The price of the eyewear ranges from P5,595 to P29,995 for the collector’s items.
The Holbrook, known for its square frames and polarized lenses, is the world’s most popular style. The custom-engineered design and the lightweight materials of the $400-Madman make it the most expensive style available locally.
While the global business consists of 60 percent eyewear and 40 percent AFA (apparel, footwear and accessories), the acceptance of apparel in the Philippines is higher than in other markets. More than half of the local business (55 percent) comes from apparel while eyewear contributes 45 percent.
McMahon attributes the apparel line’s success to the right merchandising, the youthful designs and proportions that suit the Filipino body type. The sandals and the military-inspired backpacks are also popular.
With the changing lifestyle and habits of consumers, Oakley is positioning itself to catering to a younger market and offering more personalized service through online and standalone stores.
Worldwide, the average age of the Oakley user is 49 years old. Although midlifers have a lot of disposable income, they are viewed as an aging market.
“We need to re-engage the youth like we did in the ’80s. We will have a much more youthful product. Our marketing will be focused on that area, but we won’t forget our consumers whom we currently sell to as well,” says McMahon.
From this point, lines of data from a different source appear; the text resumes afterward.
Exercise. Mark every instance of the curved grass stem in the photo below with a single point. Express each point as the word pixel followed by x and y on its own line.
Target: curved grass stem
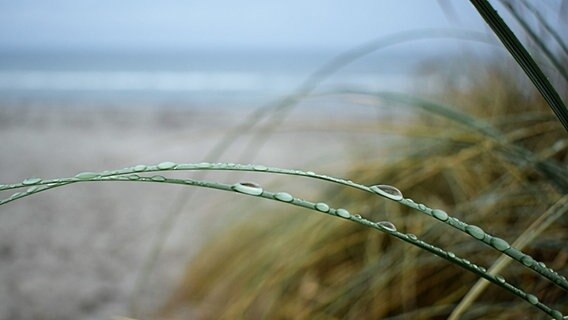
pixel 36 185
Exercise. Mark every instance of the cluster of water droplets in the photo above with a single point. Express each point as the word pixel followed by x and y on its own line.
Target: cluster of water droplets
pixel 387 191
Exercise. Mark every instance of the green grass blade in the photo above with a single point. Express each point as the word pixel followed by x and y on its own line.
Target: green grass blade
pixel 523 58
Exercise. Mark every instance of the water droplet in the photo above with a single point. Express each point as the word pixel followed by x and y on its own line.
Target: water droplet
pixel 139 168
pixel 343 213
pixel 284 196
pixel 440 214
pixel 557 314
pixel 387 191
pixel 387 225
pixel 500 278
pixel 475 232
pixel 87 175
pixel 323 207
pixel 30 181
pixel 527 260
pixel 167 165
pixel 250 188
pixel 532 299
pixel 499 244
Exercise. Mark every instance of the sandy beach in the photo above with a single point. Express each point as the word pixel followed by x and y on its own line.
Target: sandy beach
pixel 78 251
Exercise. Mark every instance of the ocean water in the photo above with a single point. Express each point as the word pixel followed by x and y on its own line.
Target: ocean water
pixel 186 78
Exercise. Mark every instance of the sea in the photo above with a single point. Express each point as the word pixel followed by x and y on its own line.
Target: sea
pixel 189 78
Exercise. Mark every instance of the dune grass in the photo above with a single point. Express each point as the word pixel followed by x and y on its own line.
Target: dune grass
pixel 491 154
pixel 293 265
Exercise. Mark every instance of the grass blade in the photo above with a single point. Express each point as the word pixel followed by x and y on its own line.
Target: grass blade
pixel 523 58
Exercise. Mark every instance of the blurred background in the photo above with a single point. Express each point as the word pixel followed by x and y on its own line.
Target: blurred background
pixel 97 85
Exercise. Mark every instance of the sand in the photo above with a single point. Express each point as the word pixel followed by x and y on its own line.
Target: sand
pixel 76 252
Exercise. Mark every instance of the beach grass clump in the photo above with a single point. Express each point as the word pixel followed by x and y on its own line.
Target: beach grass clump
pixel 288 264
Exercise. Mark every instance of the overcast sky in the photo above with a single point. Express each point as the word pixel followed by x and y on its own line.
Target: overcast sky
pixel 216 23
pixel 222 23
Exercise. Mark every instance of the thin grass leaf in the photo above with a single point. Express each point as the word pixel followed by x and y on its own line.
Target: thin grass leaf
pixel 524 59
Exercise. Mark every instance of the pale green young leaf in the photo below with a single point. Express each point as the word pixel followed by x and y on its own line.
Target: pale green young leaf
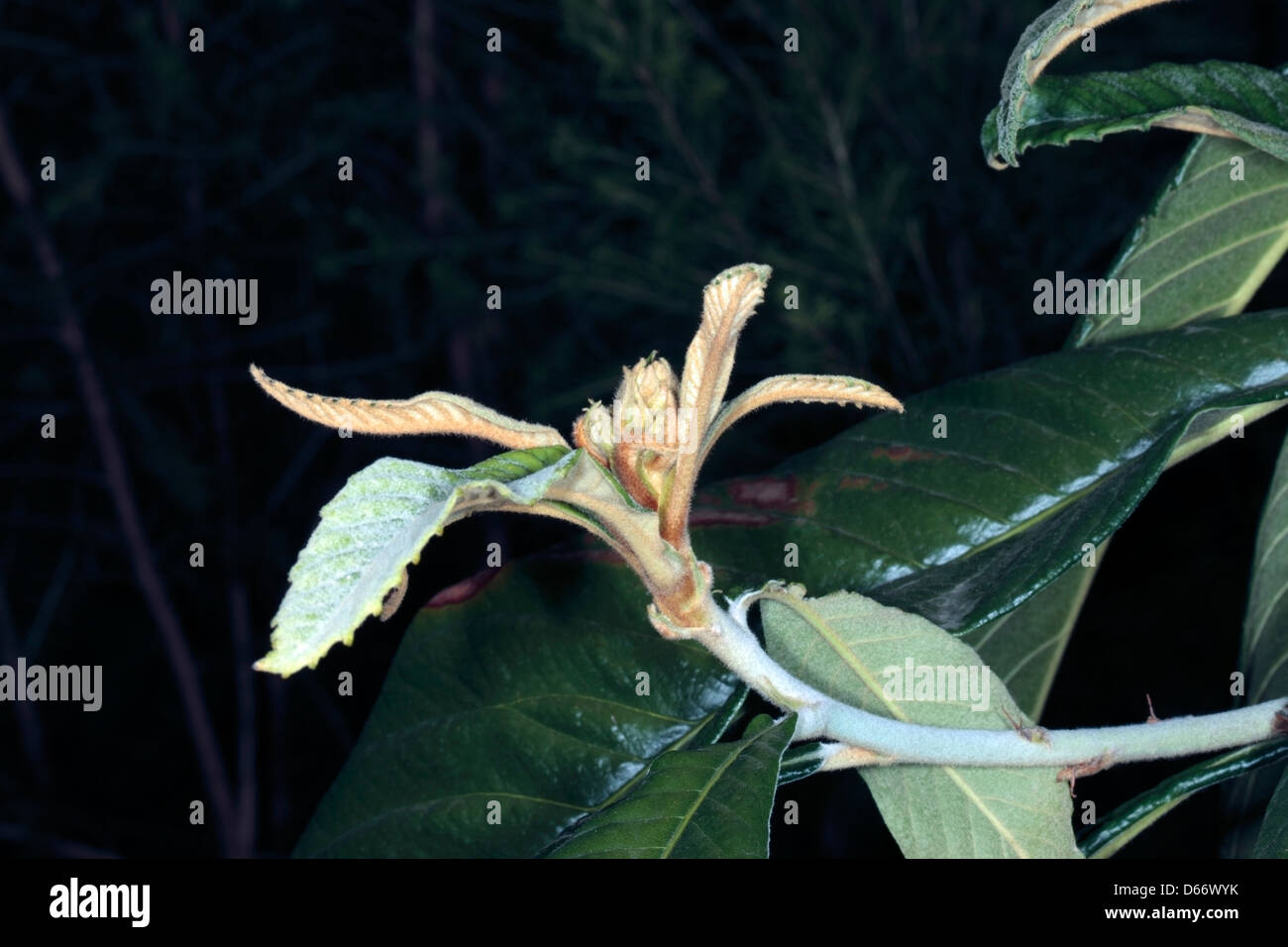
pixel 375 527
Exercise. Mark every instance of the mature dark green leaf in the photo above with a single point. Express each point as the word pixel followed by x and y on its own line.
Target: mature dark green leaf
pixel 1137 814
pixel 523 696
pixel 1051 31
pixel 1038 459
pixel 1235 99
pixel 1207 244
pixel 1265 629
pixel 1273 841
pixel 1024 646
pixel 1263 657
pixel 708 801
pixel 1206 247
pixel 861 652
pixel 800 762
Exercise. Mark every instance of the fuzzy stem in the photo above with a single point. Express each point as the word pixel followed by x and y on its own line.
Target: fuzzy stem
pixel 733 643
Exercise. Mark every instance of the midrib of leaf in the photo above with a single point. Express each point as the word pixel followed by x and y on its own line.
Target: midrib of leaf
pixel 844 652
pixel 1185 183
pixel 875 688
pixel 493 793
pixel 988 813
pixel 697 802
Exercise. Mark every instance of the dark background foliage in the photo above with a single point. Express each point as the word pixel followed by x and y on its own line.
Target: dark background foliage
pixel 511 169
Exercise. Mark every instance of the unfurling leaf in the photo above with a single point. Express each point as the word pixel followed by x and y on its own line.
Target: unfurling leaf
pixel 432 412
pixel 375 526
pixel 831 389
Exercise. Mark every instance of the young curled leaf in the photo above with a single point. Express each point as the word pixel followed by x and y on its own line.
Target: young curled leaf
pixel 432 412
pixel 829 389
pixel 728 302
pixel 355 565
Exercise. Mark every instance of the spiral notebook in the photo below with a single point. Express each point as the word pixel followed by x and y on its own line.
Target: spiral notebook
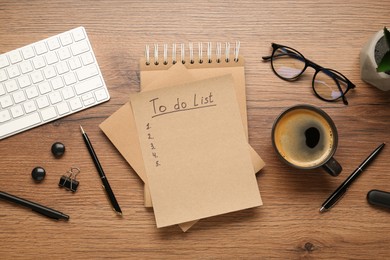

In the Philippines, the typical consumer for Oakley is between 33 and 35 years old.
“It’s slightly younger, but it’s still not the way we want to see it. We’re driven by what we call an ‘active creator’ or the ‘millennials.’ Most brands will be heading in that direction,” he says.
He says the global retail market is shifting preferences from traditional department or multibrand stores to the freestanding stores in malls.
“The department store business declined, but the standalone business has grown rapidly. Our feeling is that we are going to see that here in the Philippines and throughout Asia over the next five years,” says McMahon.
Freestanding stores are designed to provide positive customer experiences. An intimate setting creates an atmosphere where staffers can listen well to their customers, make a connection with them and show the value of their product offerings.
“The staff there knows the product; they embrace the brand, live and breathe it,” he explains. “I walk into a store and someone is that fiery about the brand, I know they’re going to give me what I need.”
Another advantage is that fully customized eyewear can be created only in standalone stores. Customers can select their preferred styles, frames and lenses and walk out with their personalized eyewear.
Oakley’s local distributor, Meera Enterprises, is undertaking aggressive expansion with the opening of more freestanding stores.
Oakley currently has six stores in the Philippines. By the end of the year, it will have 11 outlets.
McMahon underscores the importance of location inside the top 10 malls of a country. “Where we are going to go or how fast we are going to grow is having that right location and having the right tenancy around us.”
Of all its standalone stores, Oakley in Greenbelt 3 posts the highest sales followed by the newly-opened SM Pampanga, which is the largest store at 100 sqm.
Oakley also has presence in high-end malls such as Rockwell Power Plant, SM Aura and Century City Mall. It will also be opening in SM North Edsa, SM Megamall, Uptown Place Mall and Bonifacio High Street.
The provincial network includes SM Lipa and soon, in SM Cebu as well as in Pueblo Verde, owned by the Aboitizes.
“I’d be disappointed if I don’t see a 10-percent growth in the Philippines,” says McMahon on the revenues.
“The timing is right. There’s a want,” he says, adding the distributor hit the formula with the right product mix, staff training and genuine customer interaction.
“Now, we’re at a place where we can just start to roll them out, and know that they’re going to succeed,” says McMahon.